Thursday, March 12, 2009

Corn Muffins & Egg Powder

I just got whole egg powder at the preparedness store. I thought it would be a nice thing to store. I wondered if it would change the quality to recipes. So far I have tried a cookie mix and corn bread from scratch. Both have turned out great. What kind of powder have you bought and do you like it?

Corn Muffins

1 cup flour

4 tbsp sugar

4 tsp. baking powder

1 tsp salt

1 cup corn meal

1 egg or (1 tbsp of egg powder with 3 tbsp water)

1 cup milk

¼ cup vegetable oil


Sift flour with sugar, baking powder and salt. Stir in corn meal. Beat egg slightly. Add milk and oil. Combine with dry ingredients, stirring until moist.

Bake at 425’ for 10 minutes


  1. I've bought some (Blue Chip Brand) but haven't opened it yet. Thanks for posting this recipe; I have wanted to try it out but wasn't sure how to use it.

  2. Actually the can says "Morning Moos" but I think it is a Blue Chip product.

  3. Okay, here I am again commenting about egg powder. I have a sheet of paper showing the shelf life of Blue Chip products, and whole egg powder is supposed to have a 5-10 year shelf life.

    Until just now, I never bothered to look too closely at the can... but it says that 1 T. of dry powder equals 1 egg, and that there are 226 servings (eggs) in the can. So, in my can, there are almost 19 dozen eggs. Wow.

    Jana: what product do you have and how many eggs come in it?

  4. Jana...question on egg powder. Does it matter if you have egg whites, 'scrambled eggs' or whole eggs for these recipes? I was inspired by your post to go by powdered eggs and had no idea there would be choices.

    By the way Brenda, I ended up buying whole eggs and there are only 170 servings in my can.

  5. Kat: I am surprised at such a serving difference.
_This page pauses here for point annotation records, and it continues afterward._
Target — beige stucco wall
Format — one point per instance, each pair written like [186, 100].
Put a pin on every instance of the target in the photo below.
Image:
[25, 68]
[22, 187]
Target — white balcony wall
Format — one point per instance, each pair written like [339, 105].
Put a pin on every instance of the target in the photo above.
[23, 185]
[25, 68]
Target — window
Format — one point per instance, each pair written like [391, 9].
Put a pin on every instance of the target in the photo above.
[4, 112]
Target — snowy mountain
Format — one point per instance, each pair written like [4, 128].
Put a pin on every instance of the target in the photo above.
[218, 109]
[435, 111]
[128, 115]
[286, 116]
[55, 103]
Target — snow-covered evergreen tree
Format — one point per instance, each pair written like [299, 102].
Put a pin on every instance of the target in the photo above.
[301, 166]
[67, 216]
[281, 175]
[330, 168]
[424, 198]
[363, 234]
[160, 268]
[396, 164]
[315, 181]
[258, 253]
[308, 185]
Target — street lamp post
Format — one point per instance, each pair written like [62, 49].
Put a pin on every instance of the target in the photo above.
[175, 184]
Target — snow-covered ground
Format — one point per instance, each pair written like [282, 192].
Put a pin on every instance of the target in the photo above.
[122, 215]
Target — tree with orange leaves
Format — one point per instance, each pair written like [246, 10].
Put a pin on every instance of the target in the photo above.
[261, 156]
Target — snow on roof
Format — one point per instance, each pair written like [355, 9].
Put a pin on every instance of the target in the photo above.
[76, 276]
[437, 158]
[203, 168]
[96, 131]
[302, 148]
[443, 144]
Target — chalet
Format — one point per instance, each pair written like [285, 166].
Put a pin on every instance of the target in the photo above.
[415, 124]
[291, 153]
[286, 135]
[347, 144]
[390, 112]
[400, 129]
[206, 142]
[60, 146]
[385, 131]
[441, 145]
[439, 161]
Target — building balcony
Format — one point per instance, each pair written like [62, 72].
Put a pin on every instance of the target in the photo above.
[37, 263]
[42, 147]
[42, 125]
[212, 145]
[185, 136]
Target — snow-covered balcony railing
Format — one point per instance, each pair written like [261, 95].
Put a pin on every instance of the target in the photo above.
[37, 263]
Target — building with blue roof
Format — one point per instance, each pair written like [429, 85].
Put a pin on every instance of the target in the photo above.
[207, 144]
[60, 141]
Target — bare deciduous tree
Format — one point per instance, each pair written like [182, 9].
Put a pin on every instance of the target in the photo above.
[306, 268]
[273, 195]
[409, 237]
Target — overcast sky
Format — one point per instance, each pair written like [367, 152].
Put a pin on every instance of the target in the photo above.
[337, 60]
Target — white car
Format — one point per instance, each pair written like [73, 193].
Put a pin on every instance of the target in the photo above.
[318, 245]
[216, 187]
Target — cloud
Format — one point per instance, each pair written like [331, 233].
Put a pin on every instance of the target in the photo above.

You bought it at Macey's, yes?

  6. yes...I noticed the scrambled egg can was more along the serving lines as yours. That's when I started wondering about the difference between the three types and what that meant for baking.

  7. Whole Egg powder is for baking only. Egg white powder is for baking only too, but only for things that call for egg white such as angel food cake and white cake. Scrambled egg powder is for being able to scramble yourself some eggs. Does that help?

    226 and 170 SERVINGS!! That is craziness!! My can only came with 96 servings. It cost $21.90 and the brand is rainy day foods. How much did yours cost?

    The lady at the preparedness store said it could last 20 to 30 years. She also said to put it in a gallon storage bag after opened and then put it back in the container. Opened could last you 2 to 3 years.

    I really wanted to store it, but wanted to make sure it worked good. I am satisfied!

  8. Dave is making oatmeal cookies with it right now. I'll let you know if it turns out...

  9. Cookies turned out great with whole egg powder!

  10. It has been awhile since I bought my egg powder but I think it was about 19 bucks a can (but I can't be certain.)

    Current ad at Macey's has Morning Moo's (a Blue Chip product) listed for these prices:

    whole or scrabbled for 18.99 (36 oz.),
    egg whites for 22.99 (2.25 lbs)

    They have another brand, Mountain House, which is scrambled eggs with bacon in a 20.3 oz. can for 23.99.

    Thanks for the report on the cookies. This is giving me a lot of encouragement about its uses. Now I need to figure out how many eggs I'd need per year and buy accordingly.

  11. I got it at Macey's for $18.99 for the Whole Eggs.